Cory Monteith’s tragic overdose of heroin and alcohol in a deserted Vancouver hotel room threw Hollywood into a maelstrom of shock and grief. Producers of the popular Fox Network television show, Glee, were caught in a difficult position. The actor who played one of the pivotal roles in the show was dead. Glee had lost its quarterback and a loved member of the cast. After the shock wore off they knew that a farewell to Cory and Finn Hudson would be in order but it would be hard. Cory’s character was a very important anchor for the show’s audience. A final Glee episode would have to say so long to both the man and the character.
It would be hard, even more so because the shows other pivotal role, played by Lea Michele, was Finn’s/Cory’s on and off screen girlfriend. She was the other half of the anchor. Producers were prepared to end the show, if grief was too deep for the show,s cast. But Michele stated that Glee must continue for the fans. While the friends and family of Monteith mourned, the powers that be decided to dedicate a show to Cory. One that would honor the young actor just starting out in his career and that would explain his character’s absence from the show.
Monteith played Finn Hudson. A sports star who is recruited into the choir, he falls in love with fellow Glee member Rachel Berry. Audiences loved the pairing of the two characters and their love affair was integral to the overall show. The death of “Finn Hudson” left a huge gap in the show and the death of Monteith struck his fellow actors hard.
It was finally decided to have an episode dedicated to the late actor and one that eased his character out of the show. That episode will air tonight and it begins with Finn Hudson’s death a fait accompli of a few weeks prior to the events of the show. As suspected before the episode was aired, there is never any mention of what caused the death of Hudson, just the reactions of those who knew him.
This final episode, dedicated to Cory Monteith, will give all the people who’d been touched by the young actor a chance to say goodbye. Sure, the show’s focus is on saying so long to Finn Hudson, but it was really Cory that folks are saying farewell to.
The show is a real tissue grabbing episode. The show’s creator Ryan Murphy said that he’d never seen a crew so overcome with tears and grief. Murphy said that the outpouring actually slowed production down in some cases, but also brought about scenes that were shot in one take.
Lea Michele has the opening number and old cast members will reappear to pay homage to the imaginary character that Monteith portrayed. The only Glee alumnus who could not return for the memorial episode was Dianna Agron, who played Quinn, she could not attend because of scheduling conflicts. Not, as rumored, because Lea and Ryan Murphy did not want her there.
Gleeks who are addicted to the program will spend an emotional time in front of the television and hopefully the cast and crew will have gotten a final bit of closure. Fans will remember the show for a long time and despite being reminded of Monteith’s death every time they see “Rachel Berry” on the show, they too will be able to move on.

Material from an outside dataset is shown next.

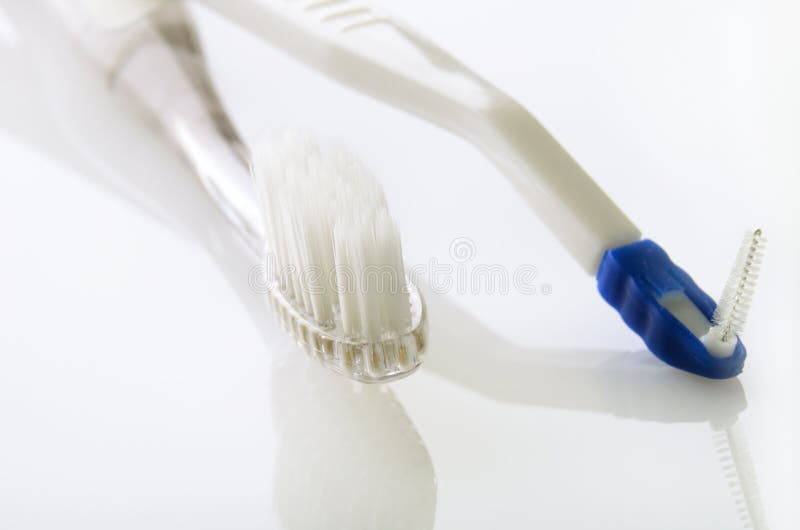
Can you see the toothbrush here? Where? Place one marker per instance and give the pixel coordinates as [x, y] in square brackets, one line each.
[308, 211]
[382, 57]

It is a tragedy that Cory Monteith’s self admitted drug problem managed to kill him when he made the mistake that a lot of rehab graduates do. His tolerance, or lack of it, killed him as surely as the heroin/alcohol mix. A career just starting ended before it really began and a love lost before it had a chance to grow.
The episode tonight will show mourning Glee style and it will feel real. The actors, especially Michele, had real feelings for the young man who all said was the nicest fellow they knew. In a business that is all too often callous about its denizens, Fox Network has allowed the cast, crew, and fans a last chance to say goodbye to the young man who had to leave the party way too soon.
At the Primetime Emmy Awards in September this year, quite a lot of people were annoyed that the relative newcomer’s death was honored on the show when other veterans and previous award winners were not. As much as the public mourns the loss of an old favorite star or actor, nothing is more keenly felt than the loss of a life too young to become a favorite.
But Cory Monteith’s final episode of Glee, gives everyone the chance to say, So long Cory/Finn, you will be missed.